C’était un petit ruisseau, presqu’un ru. Dans son itinéraire, il nous venait du village voisin. Il traversait chez nous en se faufilant sous le pont. Puis il inventait son chemin jusqu’au fleuve en s’adaptant aux accidents de terrain qui se présentaient à lui.
Des saules lui offraient une haie d’honneur presque partout sur son passage. De temps à autre, le vent les faisait danser. Ces jours-là, on avait l’impression que le ruisseau chantonnait plus qu’à son habitude. Des rires en cascades en caressant les roches le long de son parcours.
L’eau était belle. Elle nous arrivait claire et fraîche, pure comme du cristal. La pollution n’avait pas encore atteint ce coin de paradis. Le ruisseau affichait une très bonne santé. Les marguerites et les pissenlits en profitaient ; ils poussaient généreusement entre les arbres.
Le ruisseau n’était qu’un ruisseau! Mais nous l’appelions «La Rivière», avec des majuscules. Nous lui donnions ainsi de la noblesse d’autant plus qu’il était seul de son espèce dans la région. Seul avec le fleuve qui avait sa majesté à lui.
La tranquille présence de notre ruisseau nous laissait soupçonner qu’il préférait la discrétion. Durant les longs mois d’hiver, il observait un silence absolu. Au printemps, il se réveillait sans embâcle ni débâcle. Il passait l’été dans le farniente, s’adaptant sereinement à la pluie et profitant du soleil. Il s’agitait un peu à l’automne, mais si peu. Une vie calme, une histoire sans histoire…
Avec les années, notre ruisseau est devenu pour moi une image de Dieu. Rien de moins! Tout a commencé un jour de tempête intérieure. Tout allait de travers dans ma vie. Assis au bord de La Rivière, les pieds dans l’eau, je pleurais. Sans trop m’en rendre compte, je priais.
Le ruisseau m’inspirait. Dieu traverserait-il ma vie discrètement comme La Rivière? Est-il présent dans mon histoire comme ce ruisseau qui, tout naturellement, m’apaise aux jours de grands vents? Et cela, sans prodige, sans miracle?

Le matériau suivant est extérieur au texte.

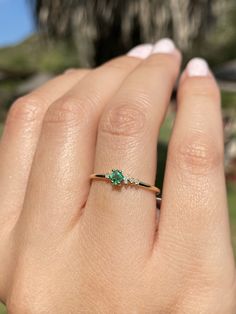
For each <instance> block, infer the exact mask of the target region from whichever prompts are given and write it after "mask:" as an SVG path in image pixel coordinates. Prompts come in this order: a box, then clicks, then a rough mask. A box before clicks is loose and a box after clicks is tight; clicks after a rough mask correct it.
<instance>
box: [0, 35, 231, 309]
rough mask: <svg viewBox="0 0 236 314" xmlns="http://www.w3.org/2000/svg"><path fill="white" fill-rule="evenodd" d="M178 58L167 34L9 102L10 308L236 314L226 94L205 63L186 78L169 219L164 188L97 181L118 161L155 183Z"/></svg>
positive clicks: (165, 187) (6, 153)
mask: <svg viewBox="0 0 236 314" xmlns="http://www.w3.org/2000/svg"><path fill="white" fill-rule="evenodd" d="M152 49H153V50H152ZM151 51H152V53H151ZM180 62H181V56H180V53H179V52H178V50H177V49H176V48H175V47H174V45H173V44H172V43H171V41H169V40H162V41H160V42H158V43H157V44H156V45H155V46H154V48H153V47H152V46H151V45H144V46H141V47H138V48H136V49H135V50H132V51H131V53H129V55H128V56H122V57H119V58H116V59H114V60H112V61H110V62H108V63H106V64H104V65H102V66H100V67H98V68H97V69H94V70H91V71H88V70H78V71H77V70H75V71H70V72H68V73H66V74H64V75H61V76H59V77H57V78H55V79H54V80H52V81H50V82H48V83H47V84H45V85H44V86H42V87H41V88H39V89H38V90H35V91H34V92H32V93H31V94H30V95H27V96H25V97H23V98H21V99H19V100H17V101H16V103H15V104H14V105H13V106H12V108H11V110H10V113H9V115H8V119H7V122H6V126H5V130H4V134H3V136H2V139H1V144H0V238H1V241H0V260H1V263H0V298H1V300H3V302H5V303H6V304H7V307H8V313H10V314H12V313H13V314H18V313H20V314H26V313H27V314H28V313H33V314H34V313H36V314H38V313H50V314H53V313H56V314H66V313H71V314H72V313H93V314H95V313H102V314H106V313H109V314H111V313H122V314H123V313H124V314H136V313H137V314H139V313H140V314H143V313H144V314H152V313H153V314H154V313H155V314H156V313H164V314H167V313H181V314H184V313H187V314H193V313H204V314H234V313H236V304H235V303H236V280H235V265H234V258H233V253H232V248H231V244H230V232H229V222H228V213H227V200H226V192H225V179H224V167H223V132H222V121H221V110H220V95H219V90H218V87H217V85H216V82H215V80H214V78H213V76H212V74H211V73H210V72H209V70H208V68H207V65H206V64H205V63H204V62H203V61H202V60H199V59H195V60H192V61H191V62H190V63H189V64H188V66H187V68H186V69H185V71H184V73H183V74H182V77H181V79H180V83H179V87H178V110H177V116H176V121H175V125H174V128H173V134H172V137H171V141H170V145H169V151H168V160H167V168H166V172H165V181H164V189H163V200H162V206H161V214H160V217H159V218H158V215H157V210H156V200H155V194H154V193H152V192H150V191H147V190H144V189H141V188H140V189H139V188H134V187H127V188H124V187H123V188H119V189H115V188H113V187H112V186H111V184H109V183H107V182H105V181H101V180H100V181H96V180H93V182H92V184H90V180H89V176H90V174H92V173H94V172H95V173H107V172H109V171H110V170H111V169H112V168H118V169H123V170H124V172H125V173H129V174H130V175H131V176H133V177H135V178H136V177H138V178H140V179H141V180H143V181H145V182H150V183H152V184H153V183H154V180H155V171H156V158H157V156H156V145H157V138H158V132H159V129H160V126H161V123H162V121H163V119H164V117H165V113H166V110H167V106H168V103H169V99H170V96H171V92H172V89H173V86H174V84H175V82H176V79H177V76H178V74H179V68H180Z"/></svg>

Je n’ai jamais su où notre ruisseau prenait sa source. Ainsi en est-il du mystère de Dieu : il vient d’ailleurs, infiniment d’ailleurs… Le ruisseau se déverse dans le grand fleuve. Ainsi Dieu : il se déploie dans la création, dans nos paysages intérieurs, dans nos rencontres, dans l’épopée de l’humanité…
Le ruisseau a ses saisons; Dieu aussi. Ou plutôt, il s’adapte à nos climats intérieurs. Il se colle tellement à notre vie qu’il laisse l’impression de ne pas être là. Et pourtant… Il épouse nos drames. Il parcourt les champs de nos bonheurs et dévale les coteaux de nos problèmes. Comme le ruisseau, il fait partie du paysage. Il ne s’impose pas; il se propose plutôt.
En plein été, aux jours de nuages comme aux jours de soleil, prenons le temps de remarquer Dieu au fil de nos saisons. Comme on rencontre un ruisseau…
N.B.
C’est l’été. L’auteur des billets hebdomadaires prend le temps d’aller rêvasser le long de son ruisseau. Il reviendra à sa chronique dans quelques semaines. Bon été.